Zahra Scherezade Salman Zia
Giuseppe Arcimboldo’s Four Seasons
This series reflects the Renaissance fascination with nature, science, and humanism. Born in Milan in 1526, Arcimboldo served as a court painter for the Habsburgs, creating portraits made entirely of fruits, vegetables, and flowers. These works weren’t just whimsical—they symbolized the deep connection between humans and the natural world, aligning with the era’s growing interest in botany and anatomy. Each season in the series is represented through seasonal plants, portraying the cycle of life. For example, Spring features blooming flowers, while Winter uses bare branches and bark, echoing themes of growth and decay. His clever, lifelike compositions were puzzles for the elite, full of symbolism and hidden meanings. Arcimboldo’s detailed, imaginative designs appealed to the intellectual tastes of the Habsburg court. Though playful, his work explored powerful ideas like transformation, impermanence, and nature’s role in human life—concepts that remain relevant and continue to inspire artists today.
Reimagined Work
If I were to reimagine Arcimboldo’s Four Seasons, I’d choose Winter (1563), I’d transform it into a sculptural installation using real dried plant materials—bark, moss, branches—shaped into a face emerging from a tangled mass. Resin ice droplets would hang from the branches, catching light like frozen dew, while soft, shifting lights would cast shadows to make the figure feel alive. Unlike the original static portrait, this piece would be immersive and walkable, letting viewers engage from all sides.
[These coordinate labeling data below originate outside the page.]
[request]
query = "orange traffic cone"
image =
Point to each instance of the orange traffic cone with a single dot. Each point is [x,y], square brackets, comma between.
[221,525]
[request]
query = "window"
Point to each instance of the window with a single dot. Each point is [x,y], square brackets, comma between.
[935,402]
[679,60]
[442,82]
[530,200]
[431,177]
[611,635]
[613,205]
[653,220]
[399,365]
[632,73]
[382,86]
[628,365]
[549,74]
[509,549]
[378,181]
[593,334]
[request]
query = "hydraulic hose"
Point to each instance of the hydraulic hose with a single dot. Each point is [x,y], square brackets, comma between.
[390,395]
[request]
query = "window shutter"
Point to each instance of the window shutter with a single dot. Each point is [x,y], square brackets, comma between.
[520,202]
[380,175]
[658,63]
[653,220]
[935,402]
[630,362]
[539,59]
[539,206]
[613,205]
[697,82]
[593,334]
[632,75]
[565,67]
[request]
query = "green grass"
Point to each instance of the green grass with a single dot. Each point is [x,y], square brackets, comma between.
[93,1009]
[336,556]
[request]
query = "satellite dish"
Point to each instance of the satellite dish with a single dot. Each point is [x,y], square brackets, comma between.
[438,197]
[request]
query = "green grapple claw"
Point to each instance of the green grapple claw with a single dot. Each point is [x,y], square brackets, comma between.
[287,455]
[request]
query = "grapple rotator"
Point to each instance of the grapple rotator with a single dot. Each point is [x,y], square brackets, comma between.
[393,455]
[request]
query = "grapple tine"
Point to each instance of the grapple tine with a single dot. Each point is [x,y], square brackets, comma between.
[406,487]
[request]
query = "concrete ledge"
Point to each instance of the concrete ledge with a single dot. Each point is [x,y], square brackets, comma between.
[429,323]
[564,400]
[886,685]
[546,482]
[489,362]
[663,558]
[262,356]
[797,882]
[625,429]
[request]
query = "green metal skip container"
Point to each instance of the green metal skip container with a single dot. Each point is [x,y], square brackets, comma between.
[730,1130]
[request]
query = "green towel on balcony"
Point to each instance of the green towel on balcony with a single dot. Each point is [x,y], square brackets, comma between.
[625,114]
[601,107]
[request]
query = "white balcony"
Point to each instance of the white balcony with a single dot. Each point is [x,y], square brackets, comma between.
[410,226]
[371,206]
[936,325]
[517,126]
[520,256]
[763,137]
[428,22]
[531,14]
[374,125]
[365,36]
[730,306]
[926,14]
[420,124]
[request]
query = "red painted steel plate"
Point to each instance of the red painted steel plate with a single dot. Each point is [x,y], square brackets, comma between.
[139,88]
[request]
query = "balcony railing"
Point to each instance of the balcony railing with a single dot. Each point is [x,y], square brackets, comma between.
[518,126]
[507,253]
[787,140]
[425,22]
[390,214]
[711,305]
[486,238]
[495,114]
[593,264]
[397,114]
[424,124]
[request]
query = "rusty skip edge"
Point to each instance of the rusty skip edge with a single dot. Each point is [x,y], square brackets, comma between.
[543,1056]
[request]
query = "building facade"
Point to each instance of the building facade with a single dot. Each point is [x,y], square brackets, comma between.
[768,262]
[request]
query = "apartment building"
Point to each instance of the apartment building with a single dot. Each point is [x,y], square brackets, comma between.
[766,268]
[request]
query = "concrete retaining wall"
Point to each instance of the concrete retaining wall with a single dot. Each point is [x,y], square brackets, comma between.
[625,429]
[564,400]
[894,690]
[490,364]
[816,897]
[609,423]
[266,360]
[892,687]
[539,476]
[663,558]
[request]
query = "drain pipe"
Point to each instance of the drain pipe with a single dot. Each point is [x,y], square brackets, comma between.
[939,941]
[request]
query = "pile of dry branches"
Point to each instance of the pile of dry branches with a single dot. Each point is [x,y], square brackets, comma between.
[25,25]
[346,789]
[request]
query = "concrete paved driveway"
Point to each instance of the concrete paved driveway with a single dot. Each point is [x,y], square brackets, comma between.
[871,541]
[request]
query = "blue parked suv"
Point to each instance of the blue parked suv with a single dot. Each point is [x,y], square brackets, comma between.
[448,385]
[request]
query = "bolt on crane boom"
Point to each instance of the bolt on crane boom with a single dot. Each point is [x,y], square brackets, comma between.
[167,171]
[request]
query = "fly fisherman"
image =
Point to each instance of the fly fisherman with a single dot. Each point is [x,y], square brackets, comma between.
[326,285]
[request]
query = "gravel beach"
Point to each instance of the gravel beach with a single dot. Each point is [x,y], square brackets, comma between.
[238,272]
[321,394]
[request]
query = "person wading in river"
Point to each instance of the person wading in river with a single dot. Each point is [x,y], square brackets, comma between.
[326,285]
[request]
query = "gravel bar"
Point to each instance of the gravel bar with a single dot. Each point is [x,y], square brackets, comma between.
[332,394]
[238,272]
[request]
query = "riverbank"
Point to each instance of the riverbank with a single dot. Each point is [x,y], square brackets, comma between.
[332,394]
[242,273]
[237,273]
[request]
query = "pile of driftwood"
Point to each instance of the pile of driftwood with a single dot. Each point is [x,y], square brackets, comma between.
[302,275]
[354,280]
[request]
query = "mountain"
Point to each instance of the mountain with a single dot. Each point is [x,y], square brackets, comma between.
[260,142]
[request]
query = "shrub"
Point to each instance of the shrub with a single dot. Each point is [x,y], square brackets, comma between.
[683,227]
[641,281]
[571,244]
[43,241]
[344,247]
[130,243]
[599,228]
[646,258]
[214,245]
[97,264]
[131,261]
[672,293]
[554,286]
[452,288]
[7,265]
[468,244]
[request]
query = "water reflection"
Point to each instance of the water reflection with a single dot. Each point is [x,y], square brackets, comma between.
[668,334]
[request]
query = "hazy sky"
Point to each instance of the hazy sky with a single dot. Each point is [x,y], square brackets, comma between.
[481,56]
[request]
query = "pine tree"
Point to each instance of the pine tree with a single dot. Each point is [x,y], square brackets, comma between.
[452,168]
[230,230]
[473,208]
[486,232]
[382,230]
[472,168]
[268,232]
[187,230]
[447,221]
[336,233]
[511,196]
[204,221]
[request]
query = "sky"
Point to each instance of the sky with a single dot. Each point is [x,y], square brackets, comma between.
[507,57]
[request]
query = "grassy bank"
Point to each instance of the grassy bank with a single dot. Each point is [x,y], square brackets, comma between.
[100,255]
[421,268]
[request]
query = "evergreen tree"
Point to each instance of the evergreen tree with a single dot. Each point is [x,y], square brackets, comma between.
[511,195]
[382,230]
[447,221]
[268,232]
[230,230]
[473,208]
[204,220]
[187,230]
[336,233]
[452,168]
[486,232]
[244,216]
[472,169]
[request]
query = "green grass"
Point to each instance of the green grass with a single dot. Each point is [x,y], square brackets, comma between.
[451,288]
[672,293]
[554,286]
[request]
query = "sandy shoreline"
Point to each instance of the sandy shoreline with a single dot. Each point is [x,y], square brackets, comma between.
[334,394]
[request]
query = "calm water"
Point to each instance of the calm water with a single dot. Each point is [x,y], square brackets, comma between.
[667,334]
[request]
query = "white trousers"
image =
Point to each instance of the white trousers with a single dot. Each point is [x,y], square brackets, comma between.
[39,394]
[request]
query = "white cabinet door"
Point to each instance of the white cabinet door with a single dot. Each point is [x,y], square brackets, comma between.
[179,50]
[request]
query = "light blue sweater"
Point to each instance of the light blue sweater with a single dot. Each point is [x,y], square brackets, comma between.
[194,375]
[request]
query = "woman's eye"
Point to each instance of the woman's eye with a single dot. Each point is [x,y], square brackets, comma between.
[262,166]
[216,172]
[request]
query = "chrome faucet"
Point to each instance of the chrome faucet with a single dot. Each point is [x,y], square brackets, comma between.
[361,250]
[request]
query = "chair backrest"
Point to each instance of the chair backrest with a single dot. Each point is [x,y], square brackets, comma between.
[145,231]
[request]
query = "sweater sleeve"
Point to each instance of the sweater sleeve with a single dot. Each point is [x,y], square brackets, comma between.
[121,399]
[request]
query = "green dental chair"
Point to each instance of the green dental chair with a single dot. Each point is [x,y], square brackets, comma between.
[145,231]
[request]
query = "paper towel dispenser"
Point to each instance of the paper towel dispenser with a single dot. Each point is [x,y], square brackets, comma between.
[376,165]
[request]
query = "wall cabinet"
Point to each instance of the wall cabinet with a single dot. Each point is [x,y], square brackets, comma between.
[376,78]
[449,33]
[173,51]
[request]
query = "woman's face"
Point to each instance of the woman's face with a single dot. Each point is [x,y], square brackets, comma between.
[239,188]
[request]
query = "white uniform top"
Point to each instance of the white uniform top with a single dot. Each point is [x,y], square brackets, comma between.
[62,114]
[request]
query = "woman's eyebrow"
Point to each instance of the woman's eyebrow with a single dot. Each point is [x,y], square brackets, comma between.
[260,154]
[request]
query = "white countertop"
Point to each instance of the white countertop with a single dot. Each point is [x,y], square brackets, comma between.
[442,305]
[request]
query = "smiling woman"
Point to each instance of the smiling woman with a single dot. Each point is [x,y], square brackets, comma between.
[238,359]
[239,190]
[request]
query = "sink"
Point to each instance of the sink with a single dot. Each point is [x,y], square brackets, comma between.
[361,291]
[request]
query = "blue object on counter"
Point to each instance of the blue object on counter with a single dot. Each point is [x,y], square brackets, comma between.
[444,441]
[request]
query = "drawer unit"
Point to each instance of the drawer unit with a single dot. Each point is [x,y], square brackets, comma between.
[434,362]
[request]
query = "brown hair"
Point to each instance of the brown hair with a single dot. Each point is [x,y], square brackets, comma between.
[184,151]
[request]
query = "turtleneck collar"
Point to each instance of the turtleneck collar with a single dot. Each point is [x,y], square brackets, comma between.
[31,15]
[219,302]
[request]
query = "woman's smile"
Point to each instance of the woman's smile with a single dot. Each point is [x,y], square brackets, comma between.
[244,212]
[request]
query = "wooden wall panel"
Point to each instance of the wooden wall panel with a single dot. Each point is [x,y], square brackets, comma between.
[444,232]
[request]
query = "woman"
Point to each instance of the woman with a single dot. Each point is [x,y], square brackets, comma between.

To add a personal layer, parts of the bark would peel back to reveal delicate floral imprints—hinting at life hidden beneath the surface. Winter fruits like pomegranates, persimmons, and berries would be integrated into the sculpture. Their rich reds and oranges would contrast with the brittle bark, some split open or crystallized, symbolizing both decay and renewal. For me, winter isn’t just an end—it’s a quiet in-between, where something is always waiting to bloom.


Zikriya Tariq
Jo Ann Callis’s Cheap Thrills
This series of work explores the themes of desire, sensuality, and the erotic within the mundane. Featuring staged photographs of store-bought desserts like cream puffs and doughnuts, the series transforms them into suggestive, anthropomorphic forms through rich textures, plush backdrops, and strategic lighting. Callis deliberately pairs ordinary sweets with luxurious materials, creating visual tension that blurs the line between edibility and eroticism. This reflects her broader interest in domesticity, intimacy, and the subconscious. The series challenges traditional ideas of sexuality and domestic life, encouraging viewers to reconsider everyday sensuality and societal taboos. Aimed at audiences interested in provocative contemporary art, Cheap Thrills invites introspection into the intersections of food, desire, and the body.
Reimagined Work
Jo Ann Callis’s Cheap Thrills blends food with surreal, unsettling imagery to explore desire, pleasure, and control. Reimagined today, the series could reflect growing concerns about sugar consumption and its health impacts, especially diabetes. A modern Cheap Thrills might feature desserts paired with insulin syringes or sugar cubes melting into warning labels—highlighting the contrast between indulgence and consequence. The visuals could be more chaotic, showing sweets alongside blood sugar monitors and test kits to emphasize the tension between pleasure and health. Themes of food advertising and societal contradictions would also be key, with desserts styled like medication to show how marketing both tempts and cautions us. Digital tools, augmented reality, or interactive elements could reflect sugar’s effect on perception and the body over time. While updated for today’s context, this version would retain the surreal humor and discomfort of Callis’s original work, asking deeper questions about how our relationship with sugar, pleasure, and health has evolved.